J’ai pris de la maturité dans mes choix. Au niveau des productions mais aussi de ce que j’ai envie de dire et de comment je vais le dire. C’est une nouvelle vision, parce que ça correspond à un nouveau départ dans ma vie. J’ai quitté Montpellier où j’avais un certain quotidien. J’ai arrêté toutes mes activités pour tout miser sur le son. Tout ce qui se passe maintenant, c’est mon commencement. Ce n’est pas le moment de faire un faux pas. Ce qui était là avant, j’ai conscience que je l’ai fait, mais c’est comme un entraînement avant une première compétition. J’ai expérimenté et maintenant je sais davantage où je veux aller.
Tu es toi-même producteur. Que t’ont apporté les autres beatmakers avec lesquels tu travailles ?
En quelque sorte, je sais que j’ai un truc pour créer, mais la qualité de mes productions ne sera jamais aussi clean que celle d’un producteur qui ne fait que ça. Du coup, ça me permet d’avoir des sons plus propres et au fil du temps, j’apprends à connaître de mieux en mieux les gens avec qui je travaille, et eux commencent à savoir ce que je veux. On a réussi à développer quelque chose. Mais j’ai aussi envie d’aller vers eux parce que ce qui est cool, c’est qu’ils ramènent une idée qui m’est vraiment extérieure, alors que souvent, quand je produis de mon côté, j’écris, je suis dans mon monde, et je n’ai pas de recul, c’est un peu dommage. Ça diversifie.
Tu parles d’être « dans ton monde » : au-delà de la simple musique, créer une « matrice », un univers, une œuvre à 360 °, pourrait être une perspective pour toi ?
Complètement. Je kifferais. C’est le but même. Mais ce sont des choses qui se font petit à petit. Pour le moment, j’essaye de me focus sur la musique et sur l’image. Bien sûr, on va essayer de taffer des trucs pour les concerts : la scénographie, les mises en scène, etc. Et plus je pourrais trouver des concepts pour définir l’image à part entière de Wit., plus je serai content, c’est certain.
Ambiancer le public est parfois devenu une priorité dans le rap actuel, est-ce que ça fait aussi partie de tes objectifs ? Tu dis dans « Bella » : « Je veux les faire danser comme Guetta toute la night ».

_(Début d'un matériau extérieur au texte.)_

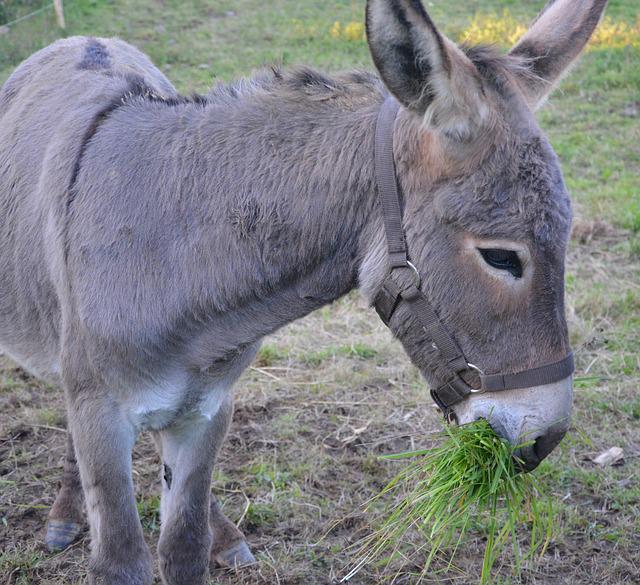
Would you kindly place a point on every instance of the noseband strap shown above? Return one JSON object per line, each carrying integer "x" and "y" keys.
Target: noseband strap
{"x": 398, "y": 288}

Ce n’est pas simplement faire danser. J’ai commencé à faire des concerts à Montpellier dans une cave blindée où tout le monde transpirait et jumpait comme des malades. C’est ce soir-là que j’ai ressenti de l’énergie et de l’amour. Donc c’est ce qui m’a le plus fait plaisir et le plus marqué. Je ne veux pas juste faire un spectacle, je veux partager ma musique avec les gens. Les gens écoutent David Guetta de 19h à 5h du matin et j’aimerais qu’on écoute ma musique de la même manière. Qu’on danse ou qu’on saute, je m’en fous. C’est une question de partage.
NĒO est sorti depuis plus d’un mois maintenant. Quels ont été les retours ? Est-ce que tu as le sentiment d’être mieux compris qu’avant ?
Beaucoup plus. C’est ça qui m’a surpris. Ça me donne de l’espoir. J’étais toujours dans le même mode qu’avant, c’est-à-dire que j’avais conscience qu’il pouvait y avoir une petite réticence et que tout le monde ne me comprenait pas forcément. De base, ce que j’aime, c’est faire des trucs niqués. Ça restera toujours ainsi, mais si je peux faire des trucs un peu plus propres — et quand je dis « propres », j’entends « plus audibles » — ça me permet de faire un pas vers l’auditeur. Il y a plein de gens qui se sont pris une claque à chaque son de ce projet et ça me fait vraiment plaisir. Ça me chauffe pour continuer à pousser encore plus le délire.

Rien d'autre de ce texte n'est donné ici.